Here is exactly why I asked the question. Can you describe the geometry of your edges? Are the sharp gentlemens knives thinner than the others? Are the 600 grit edges capable of shaving arm hair? Can you describe how you sharpen your utility edges for work so I can try and compare them to my regular edges?
First of all, I don't want to be drawn into a pissing contest of what sharp is to anyone else but me. What is sharp to you? What is sharp to me? What is the best edge for your knife? What do you use your knife for? Only you know. No one else.
I tried to be specific, and indeed I was that all of my opinions are based on my experience. Period. Note my pronoun reference was quite carefully chosen in my post.
It is sad to be derided for what may or not be a difference of opinion, but to view a pronouncement like this
"well, if all you're cutting is nasty, abrasive, noncritical stuff, what's the point of being a blade enthusiast"
questioning the fact that knife use and enthusiasm is pointless for anyone, is pretty pathetic.
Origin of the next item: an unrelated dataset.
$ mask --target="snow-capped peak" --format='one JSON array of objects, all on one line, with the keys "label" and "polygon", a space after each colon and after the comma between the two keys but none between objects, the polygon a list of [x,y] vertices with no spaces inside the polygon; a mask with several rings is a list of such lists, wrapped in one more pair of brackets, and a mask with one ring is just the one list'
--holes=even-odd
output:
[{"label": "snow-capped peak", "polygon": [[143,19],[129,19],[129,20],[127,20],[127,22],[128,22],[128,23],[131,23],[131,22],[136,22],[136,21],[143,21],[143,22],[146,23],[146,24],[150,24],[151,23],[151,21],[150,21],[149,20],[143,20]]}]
I do so love closed minded intolerant folks...
And when it gets to the point of
this profound hyperbole, it is no less than just obstinate silliness:
In your experience a sharp blade doesn't cut as good as a duller blade?
Who would think that? How does anyone even respond to something like that?
Maybe - "Why no... I think a brick is much sharper than a razor... you?"
I cannot encourage everyone enough to do as they like, including those that shave with their axes. Enjoy your blades on any tool you have, sharpened any way you want, the way you want to.
In response to
me2 I can't speak to your edges as I don't have your knives. IN GENERAL, IN MY EXPERIENCE, here's what I have found works best for me and my observations concerning my own personal knives, knives that I have used (in some cases) for years as a hands on individual.
My work knives are much larger than my gentleman's knives. With that in mind, they also have an assortment of factory grinds, from flat, saber, and hollow. With these knives, I use them for actual work.
I can indeed appreciate a good knife and good steel, even though I am a construction worker! (OK, I actually own the company as well as a general contractor, but I do work with the guys almost every day.) These knives have heavier blades, and I while I usually ease the grind back a bit, I don't put an acute an edge on them. I would say that IN GENERAL, anywhere from my Buck 110, my RAT 1, an old saber ground BM (model unknown), and some of the other larger knives I have are probably sharpened to about a 20 - 25 degree angle.
My knives need to have a good, working edge all day. I sharpen the knife the way I think it should be sharpened, then adjust according if needed. If the knife edge seems a bit fragile, I may have it too thin. Or it may be too thin for the steel in the knife. The next time I sharpen it, I will lean towards the 20 degree mark. If it cuts fine and the edge lasts well, then I will push to 25 degrees and beyond when setting the edge on my Lansky. I do maintenance with a 12" professional chef's diamond rod (available at any restaurant supply) and once I get the knife where I like it, a couple of licks on the rod will tune it up nicely.
On my gentleman's knives, I ease the edge back more as the blades are smaller and thinner to begin with. Their duties are different. I like my smaller knives to be as sharp as possible, as I stated earlier: O
n the the other hand, I like having my gentleman's knife about as sharp as I can get it. It's duties are to dig out splinters, trim my cigar without tearing the cap, open envelopes, and to cut up and open small boxes. It may be used for a tiny bit of food prep at a buddy's house, or for some fine wood shaving for precision fitting. The sharper the better for that knife, and a little strop time seems to work just fine.
I ease the edges back as far as I want, with my cigar cutter having an edge about 1/8" wide on a blade 1/2" across. It is lousy for all around site work as it won't trim really hard wood very long, cut small wires well, or do minor prying without edge damage. It is great for sharpening my pencils to a needle point when I am trimming out a house using expensive trim, as well as slicing off a nib here and there to get that perfect fit. And as you can see from my first post, I occasionally strop, that includes this one. Those not interested in a good edge don't strop.
Although it should be self explanatory, for anyone still confused, I don't prefer dull knives. To me, it is perfectly fine to match the correct tool to the job. To me, the edge on my knives is no different than buying a saw blade for my different saws. The saw is the same; but different blades with different grinds and cutting geometry make it perform differently for different tasks.